First hit on aliexpress for me was us$28 for two, free postage. Searched for "80a relay" although often it helps to add the word coil.

No linky sorry, on phone. There was another one there for us$18 ea.


----------



## n87 (25/3/15)

http://au.element14.com/webapp/wcs/stores/servlet/Search?catalogId=15001&langId=43&storeId=10184&categoryId=800000004761&pageSize=25&showResults=true&pf=111783444,111783449,111783467,111783468,111783469,111783471,111783478,111783482,111783483,111783489,111783568,111783571,111783572,111783576,111783577

http://www.jaycar.com.au/Electromechanical-Components/Relays-%26-Accessories/Panel-Mount/24VDC-Panel-Mount-Relay/p/SY4041


i like the clicks of a mechanical relay


----------



## mofox1 (25/3/15)

n87 said:


> http://au.element14.com/webapp/wcs/stores/servlet/Search?catalogId=15001&langId=43&storeId=10184&categoryId=800000004761&pageSize=25&showResults=true&pf=111783444,111783449,111783467,111783468,111783469,111783471,111783478,111783482,111783483,111783489,111783568,111783571,111783572,111783576,111783577
> 
> http://www.jaycar.com.au/Electromechanical-Components/Relays-%26-Accessories/Panel-Mount/24VDC-Panel-Mount-Relay/p/SY4041
> 
> ...


The big ones go clunk.


----------



## Eagleburger (25/3/15)

Could use a low volt switch on the control side of the ssr.


----------



## dblunn (25/3/15)

If you are wanting to have electrical isolation then I would stick to the relay/switch on the downstream side of the SSR. Those SSR devices are more fragile than a relay and could fail at an inopportune time, even when working normally they have a small leakage current that may cause safety concerns.
Dave


----------



## jlmcgrath (25/3/15)

Wow! The difference in returned search results between 80 amp relay and 80a relay is crazy. Thanks for helping to learn the internets. 

Just to confirm my thoughts really quickly. I will have 2 feeds to my control panel. One 10A and the other 15A. 10A runs the HLT, 15A runs herms, electronics and pumps.

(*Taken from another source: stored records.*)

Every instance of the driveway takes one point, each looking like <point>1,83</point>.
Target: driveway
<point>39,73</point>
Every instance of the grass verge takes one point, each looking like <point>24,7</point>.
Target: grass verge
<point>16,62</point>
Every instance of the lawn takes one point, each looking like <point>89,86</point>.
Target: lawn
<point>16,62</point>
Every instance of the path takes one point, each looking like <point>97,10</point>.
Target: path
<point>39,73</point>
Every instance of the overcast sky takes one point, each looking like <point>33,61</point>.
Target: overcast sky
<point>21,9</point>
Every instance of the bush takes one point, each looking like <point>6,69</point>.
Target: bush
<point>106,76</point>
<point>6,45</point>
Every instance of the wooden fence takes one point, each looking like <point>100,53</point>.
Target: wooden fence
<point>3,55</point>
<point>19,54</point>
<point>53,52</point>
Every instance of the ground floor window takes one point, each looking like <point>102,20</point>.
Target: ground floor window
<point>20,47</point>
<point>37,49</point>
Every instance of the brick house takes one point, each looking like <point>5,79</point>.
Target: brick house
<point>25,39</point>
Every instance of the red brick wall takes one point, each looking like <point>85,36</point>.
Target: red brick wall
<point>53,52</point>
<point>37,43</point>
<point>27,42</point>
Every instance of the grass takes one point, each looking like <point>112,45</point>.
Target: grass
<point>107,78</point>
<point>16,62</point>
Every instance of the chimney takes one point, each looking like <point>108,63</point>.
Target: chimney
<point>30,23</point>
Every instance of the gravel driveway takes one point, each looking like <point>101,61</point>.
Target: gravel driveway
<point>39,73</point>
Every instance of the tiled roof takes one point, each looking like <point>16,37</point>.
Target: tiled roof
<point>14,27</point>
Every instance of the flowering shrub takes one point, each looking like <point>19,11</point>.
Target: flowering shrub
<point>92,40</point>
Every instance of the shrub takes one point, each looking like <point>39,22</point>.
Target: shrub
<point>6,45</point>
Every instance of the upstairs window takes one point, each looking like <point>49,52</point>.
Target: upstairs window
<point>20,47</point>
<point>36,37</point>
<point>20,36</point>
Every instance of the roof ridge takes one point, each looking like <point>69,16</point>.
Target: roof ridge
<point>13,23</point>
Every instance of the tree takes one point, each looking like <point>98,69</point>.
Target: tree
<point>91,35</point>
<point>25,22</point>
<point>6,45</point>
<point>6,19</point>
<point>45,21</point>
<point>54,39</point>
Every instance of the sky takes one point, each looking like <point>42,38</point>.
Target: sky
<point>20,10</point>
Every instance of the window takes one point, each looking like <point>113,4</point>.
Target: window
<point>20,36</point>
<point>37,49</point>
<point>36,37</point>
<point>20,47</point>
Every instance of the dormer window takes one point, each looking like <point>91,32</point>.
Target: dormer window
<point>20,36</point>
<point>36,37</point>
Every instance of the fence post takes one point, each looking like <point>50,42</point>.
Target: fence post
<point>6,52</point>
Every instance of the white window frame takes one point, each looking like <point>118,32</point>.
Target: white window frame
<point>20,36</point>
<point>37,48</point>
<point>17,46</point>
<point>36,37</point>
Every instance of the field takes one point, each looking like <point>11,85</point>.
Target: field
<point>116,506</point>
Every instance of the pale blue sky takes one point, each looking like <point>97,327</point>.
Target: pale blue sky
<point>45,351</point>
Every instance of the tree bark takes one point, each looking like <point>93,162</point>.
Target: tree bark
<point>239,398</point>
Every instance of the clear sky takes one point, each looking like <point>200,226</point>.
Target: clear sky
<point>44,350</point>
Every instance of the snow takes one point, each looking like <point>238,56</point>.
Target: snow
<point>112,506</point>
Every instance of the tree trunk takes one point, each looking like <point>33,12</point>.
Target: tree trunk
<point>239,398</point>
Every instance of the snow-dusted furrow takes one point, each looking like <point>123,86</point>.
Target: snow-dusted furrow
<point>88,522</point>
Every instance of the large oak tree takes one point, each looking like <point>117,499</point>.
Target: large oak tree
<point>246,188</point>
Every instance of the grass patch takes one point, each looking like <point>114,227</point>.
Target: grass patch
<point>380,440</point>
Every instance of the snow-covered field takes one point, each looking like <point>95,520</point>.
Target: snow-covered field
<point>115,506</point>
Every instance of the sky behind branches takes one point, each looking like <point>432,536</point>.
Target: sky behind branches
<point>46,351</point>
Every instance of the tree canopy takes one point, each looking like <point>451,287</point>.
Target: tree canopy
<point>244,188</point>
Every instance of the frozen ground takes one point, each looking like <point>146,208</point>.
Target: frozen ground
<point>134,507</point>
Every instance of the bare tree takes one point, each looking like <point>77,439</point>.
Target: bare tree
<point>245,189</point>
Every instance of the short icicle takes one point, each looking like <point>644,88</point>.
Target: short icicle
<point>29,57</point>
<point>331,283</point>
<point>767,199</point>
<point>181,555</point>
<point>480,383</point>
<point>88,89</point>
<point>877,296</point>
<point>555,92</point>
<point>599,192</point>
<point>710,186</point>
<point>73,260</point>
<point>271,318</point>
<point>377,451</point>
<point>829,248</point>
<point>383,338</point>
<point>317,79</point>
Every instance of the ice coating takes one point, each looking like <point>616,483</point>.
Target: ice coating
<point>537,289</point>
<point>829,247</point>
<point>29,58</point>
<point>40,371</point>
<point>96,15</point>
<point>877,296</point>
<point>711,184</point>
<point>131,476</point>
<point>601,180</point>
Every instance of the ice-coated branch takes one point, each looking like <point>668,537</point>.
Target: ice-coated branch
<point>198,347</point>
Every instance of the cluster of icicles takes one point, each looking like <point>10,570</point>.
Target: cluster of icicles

Control panel will have a master key switch. I would use 1 x DPDT relay for the incoming feeds, and a SPST for each of the elements?

Thanks again everyone.

Jeff


----------



## jonnir (25/3/15)

Throw some links up of the gear that your finding mate, may be able to help better


----------



## dave81 (25/3/15)

Would you need 2 dpdt for the feeds,1 for each? or instead of isolating the neutral aswell are you just going to use 1 leg for each active supply?


----------



## jlmcgrath (25/3/15)

Thanks for posting that Dave, it all just clicked. So I would need 4 DPDT total.


----------



## Camo6 (25/3/15)

Like Dave81 says you'd be better to use DPDT to isolate A&N to the elements. My main relay only isolates the active in but I would use DPDT's if I had to do it again.


----------



## Eagleburger (25/3/15)

I use ptp for isolation. Pull the plug.


----------



## MitchD (25/3/15)

So many experts so little good advice.


----------



## krausenhaus (25/3/15)

MitchD said:


> So many experts so little good advice.


You're an electrician, right? If you see bad electrical advice being given to a forum member then maybe you can chime in and contribute to someone's safety instead of just dropping a smug comment and moving on.


----------



## MitchD (26/3/15)

Perhaps all the non electricians could stop offering poor advice. 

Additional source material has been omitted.